Wednesday, March 28, 2012
The Shins : Port of Morrow
The Shins will leave you with questions. Why does frontman James Mercer sing with a British accent? What is a “goathead tune?” Will the Shins be the Shins after a five-year silence and major personnel changes? With regard to the first two, we may never know. However, after the release of their latest album, Port of Morrow, we can give that last question a confident “Yes.”
While the album has fewer of those little sonic flourishes– the beeps, buzzes, and shimmers– that made 2006’s Wincing the Night Away so wonderfully weird, Port of Morrow speaks to a comfortable maturation.
In the five years between albums, Mercer most notably teamed up with producer Brian Burton on one of the most buzzed about projects of 2010, Broken Bells.
With Broken Bells, we got to listen in on some other planet’s indie rock scene.

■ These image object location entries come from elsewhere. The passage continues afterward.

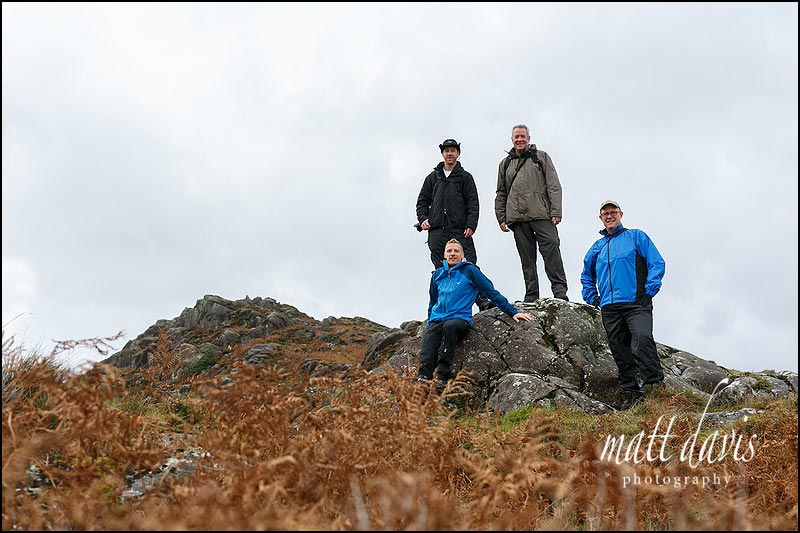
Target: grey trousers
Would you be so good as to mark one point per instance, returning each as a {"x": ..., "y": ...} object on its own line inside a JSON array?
[
  {"x": 629, "y": 327},
  {"x": 543, "y": 232}
]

Though, underneath the mellotron and synth, the sounds of the Shins was bleeding through. It was obvious that Mercer’s strong and distinctive style is the group’s lifeblood, regardless of drummer.
One of best examples of that is the new album’s first single, “Simple Song,” which has classic charging, Shins hookiness, but is more grounded than previous works. Take the line “I know things can really get rough when you go it alone.” It’s miraculously intelligible.
Another marker of growth is “40 Mark Strasse,” which showcases Mercer’s ghostly whistling and tableaux of moderate suburban malaise, but also a bolder, swelling, 80s-tinged chorus. This time around, their Brit pop bounce has been replaced with a subtle 80s sheen.
The only new question Port of Morrow leaves is whether that thing on the cover is a llama or Donnie Darko.